ドレスを身に着け、髪を上げてもらう。
「こうすると本当に違いますね。普段、あまりオシャレされてない方が、こうして髪形を整えると、見違えちゃいますよ」
トップの部分をまとめて、左右に流れるように肩に垂らした。
花嫁のように少し濃い目のメイクをしてもらう。
平凡な顔とか、好みじゃないって言われたけど、プロの人にきれいにしてもらえば、多少違うかな。

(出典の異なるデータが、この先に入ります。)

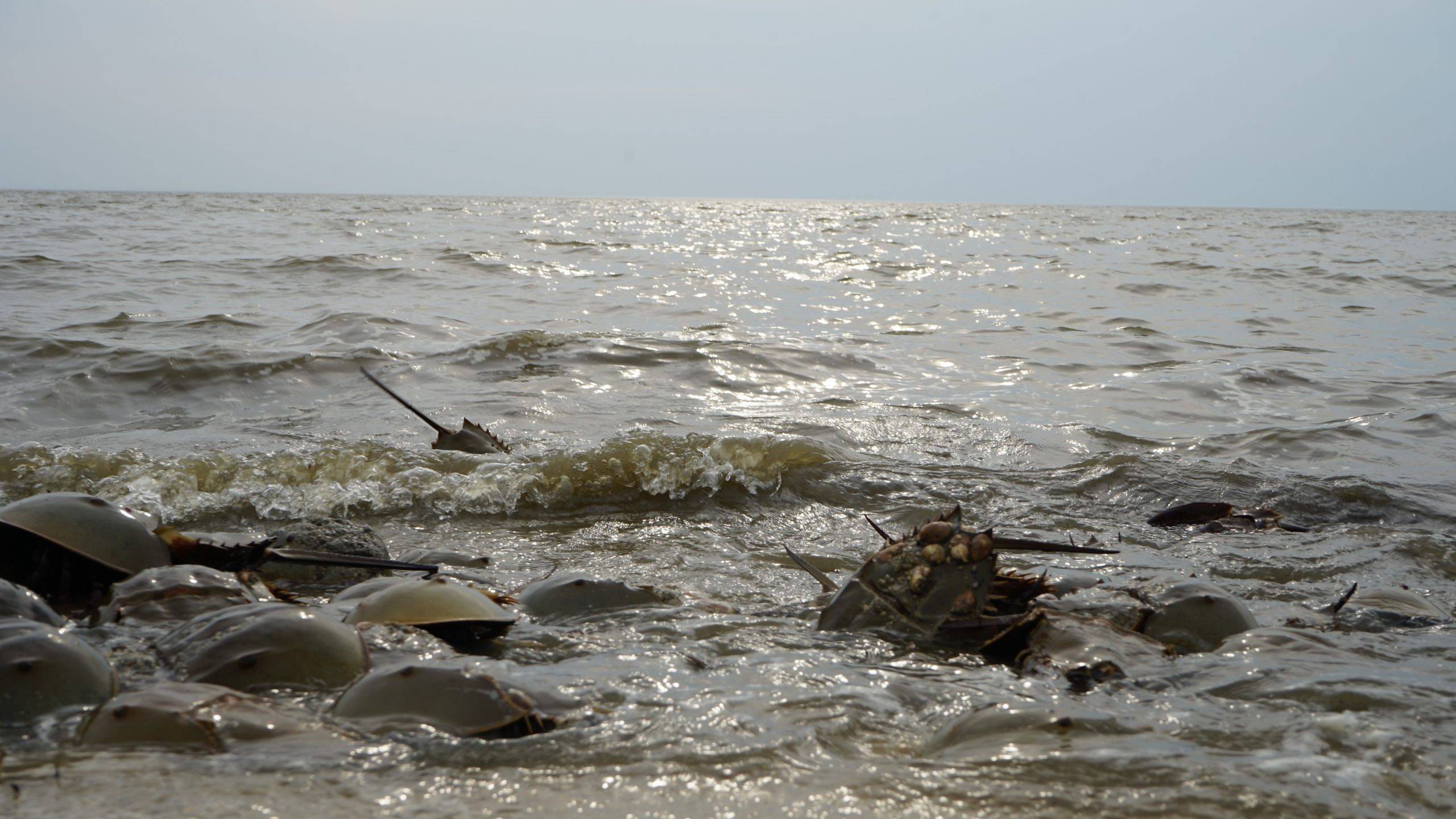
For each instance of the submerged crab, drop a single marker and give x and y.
(71, 547)
(471, 437)
(940, 577)
(1216, 516)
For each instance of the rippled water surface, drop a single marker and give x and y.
(692, 385)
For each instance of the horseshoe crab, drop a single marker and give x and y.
(261, 646)
(465, 617)
(1083, 649)
(169, 594)
(456, 698)
(18, 601)
(44, 669)
(191, 716)
(72, 547)
(1218, 516)
(577, 597)
(940, 577)
(472, 437)
(1196, 615)
(69, 547)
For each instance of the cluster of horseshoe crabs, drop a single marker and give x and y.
(178, 639)
(185, 640)
(941, 584)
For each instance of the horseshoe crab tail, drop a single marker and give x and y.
(408, 406)
(329, 559)
(1023, 545)
(883, 534)
(825, 579)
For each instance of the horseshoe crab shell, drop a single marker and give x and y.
(173, 594)
(1196, 615)
(64, 544)
(18, 601)
(263, 646)
(577, 597)
(1085, 649)
(462, 615)
(940, 576)
(191, 716)
(455, 698)
(44, 669)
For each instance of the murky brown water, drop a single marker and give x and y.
(692, 385)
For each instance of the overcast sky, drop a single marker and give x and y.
(1265, 104)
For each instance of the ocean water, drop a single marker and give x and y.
(692, 385)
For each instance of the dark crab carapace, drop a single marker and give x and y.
(940, 576)
(471, 437)
(1216, 516)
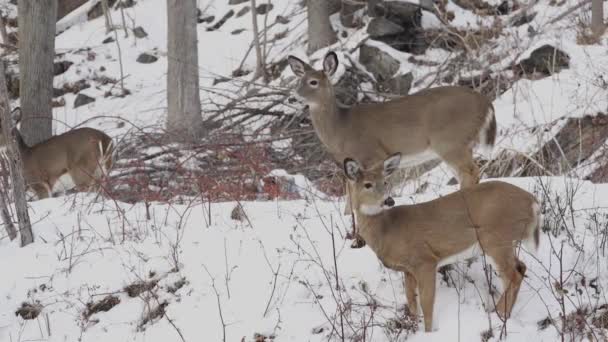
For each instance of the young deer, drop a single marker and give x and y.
(442, 122)
(415, 239)
(78, 158)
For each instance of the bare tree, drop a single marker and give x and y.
(347, 12)
(260, 58)
(184, 118)
(15, 164)
(320, 32)
(597, 17)
(36, 54)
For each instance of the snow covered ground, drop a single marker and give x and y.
(286, 272)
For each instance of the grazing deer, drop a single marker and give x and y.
(443, 122)
(416, 239)
(78, 158)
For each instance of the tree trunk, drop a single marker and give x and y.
(320, 32)
(260, 64)
(15, 163)
(597, 17)
(347, 12)
(372, 7)
(4, 200)
(184, 118)
(36, 54)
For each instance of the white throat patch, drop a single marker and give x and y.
(370, 210)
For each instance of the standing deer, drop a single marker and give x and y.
(78, 158)
(443, 122)
(416, 239)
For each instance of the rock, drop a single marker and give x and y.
(382, 65)
(222, 21)
(264, 8)
(208, 19)
(282, 20)
(97, 11)
(399, 85)
(243, 11)
(146, 58)
(82, 99)
(380, 27)
(238, 213)
(139, 32)
(545, 60)
(61, 67)
(126, 3)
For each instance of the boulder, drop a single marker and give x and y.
(146, 58)
(545, 60)
(398, 85)
(380, 27)
(381, 64)
(61, 67)
(139, 32)
(82, 100)
(264, 8)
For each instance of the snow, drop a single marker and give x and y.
(274, 273)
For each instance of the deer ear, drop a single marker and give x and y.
(330, 63)
(352, 169)
(298, 66)
(16, 115)
(391, 164)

「本当に素敵に仕上がりました。お連れの方喜ばれると思いますよ。これなら、彼に引けを取りませんよ」
「ええっ?」
「ごめんなさい、私ったら余計なことを」
メイクさんが慌てて言う。
「いいんです。本当のことですから。でも、少し近づけたならうれしいな」
元が元だから少しくらいよくなっても、たかが知れてるけど。
少しでも彼の横にいて恥ずかしくないって思われたい。
なんて思ってる。
そう言って彼が待つところまで案内される。
壁にある大きな鏡に自分の姿が写る。
緊張がピークになる。
ちょっと恥ずかしい。自分じゃないみたい。
写真を撮るために、ドレス裾を整えてもらう。
「着てみると本当に、素敵ですね。彼、あなたに似合うドレスちゃんと見抜いてますね。もともとスタイルが素晴らしい上に、切り替え位置が高いのでとっても上品に見えますよ」
試着を手伝ってくれた女性が、トレーンを広げてくれる。
「花澄?」
井上さんが立っている。
彼が近づいてきて、私を見つめてる。
嬉しそうに、今にも抱きしめてくれそうにして。
そんな顔してると、本当に感激してくれてるみたいに見えるよ。
「君は、本当にきれいだね。そのドレスよく似合ってる」
「はい」
だといいですけど。
「俺も、タキシード着ればよかったな」
彼が私の横に立つ。
この姿、気に入ってくれたのか、彼は、何度も私の方を見る。
係りの人に言われて、二人で並ぶように言われて写真を撮る。